Another free leadership app is Telsa, which allows leaders to assess themselves across 12 key team leadership areas covering their interaction with team members, non-team members, and how they manage themselves. It is used in conjunction with a “Twelve Essential Leadership Skills” booklet that summarizes 12 key leadership skills:
- Setting up Your Team for Success
- Effective Team Decision Making
- Running Productive Team Meetings
- Dealing with Conflict in Teams
- Communicating with Senior People
- Practical Negotiation Skills
- Evidence-Based Decision Making
- Avoiding Unconscious Bias
- Making and Managing Commitments
- Creating a Safe Team Communications Environment
- Collaborating Beyond Your Team Boundaries
- Effective Leadership Early Warning System
Another dynamic app when it comes to organizational needs like note taking, list keeping, and creating a well-organized hierarchy of notebooks and notes, is Evernote. It allows users to create notes, which can be text, drawings, photographs, or saved web content, that are then stored in notebooks, where they can be tagged, annotated, edited, searched, given attachments, and exported.
“Remember everything with your second brain,” is how Evernote is marketed, and it is a perfect place to file away years of records, web clippings, and random ideas. It also auto-syncs across all your devices, including desktop, smartphone, and tablet, and your ideas, photos, and clipped pages are always available, no matter where you are.
Are The Men at the Table Talking Too Much?
Not an app, but rather a website that can be used from any smart device, arementalkingtoomuch.com is now being used by the Center for American Women and Politics and others to measure who is dominating the conversation, by gender.
“Inclusion is more nuanced than knowing who’s in the room, because not everyone has equal power or visibility,” said author and creator Cathy Deng. “Often, even in rooms that seemed gender-diverse, men still dominate conversations to a large extent. I noticed this dynamic at events I attended, so I built arementalkingtoomuch.com as a way to measure participation beyond just who’s at the table.”
The program keeps time of when men are talking versus when anyone else is talking, and then calculates the percentage of time that men were talking.
This led Deng to help create GenderAvenger, which uses digital tools to gather concrete data points on gender dynamics.
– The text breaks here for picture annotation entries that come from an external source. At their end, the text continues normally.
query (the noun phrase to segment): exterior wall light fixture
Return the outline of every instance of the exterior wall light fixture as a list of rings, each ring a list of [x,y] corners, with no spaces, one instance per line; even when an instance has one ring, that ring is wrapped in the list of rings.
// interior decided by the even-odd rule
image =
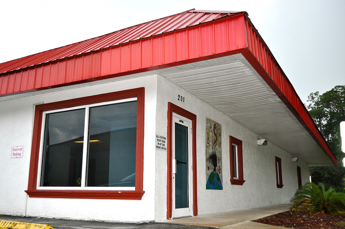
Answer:
[[[267,145],[267,140],[266,139],[259,139],[258,140],[258,145]]]

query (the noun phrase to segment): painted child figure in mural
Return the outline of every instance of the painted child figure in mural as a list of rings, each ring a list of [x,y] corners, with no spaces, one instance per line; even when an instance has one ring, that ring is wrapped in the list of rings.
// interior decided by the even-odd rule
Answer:
[[[216,171],[217,168],[217,153],[213,151],[206,159],[213,166],[213,171],[211,172],[206,183],[206,189],[217,189],[223,190],[223,186],[219,174]]]

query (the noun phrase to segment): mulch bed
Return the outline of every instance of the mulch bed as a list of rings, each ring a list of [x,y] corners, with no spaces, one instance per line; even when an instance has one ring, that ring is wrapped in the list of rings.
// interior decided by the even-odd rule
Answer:
[[[264,218],[253,220],[254,222],[299,229],[344,229],[345,217],[308,211],[286,211]]]

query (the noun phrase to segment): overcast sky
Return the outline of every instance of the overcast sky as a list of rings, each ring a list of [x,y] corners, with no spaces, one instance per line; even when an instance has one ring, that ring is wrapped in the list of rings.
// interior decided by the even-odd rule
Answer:
[[[344,0],[0,1],[0,63],[193,8],[246,11],[303,102],[345,85]]]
The project, #whotalks, was originally used during the 2016 election in a partnership with Rutgers University’s Center for American Women and Politics to research the prevalence of women commenting on politics during top rated cable shows. The results were discouraging, with men appearing 44% more often than women, demonstrating a clear need to continue exposing the disparity. Today the #whotalks project is being used by the Women’s Media Center to continue tracking news analysis by gender.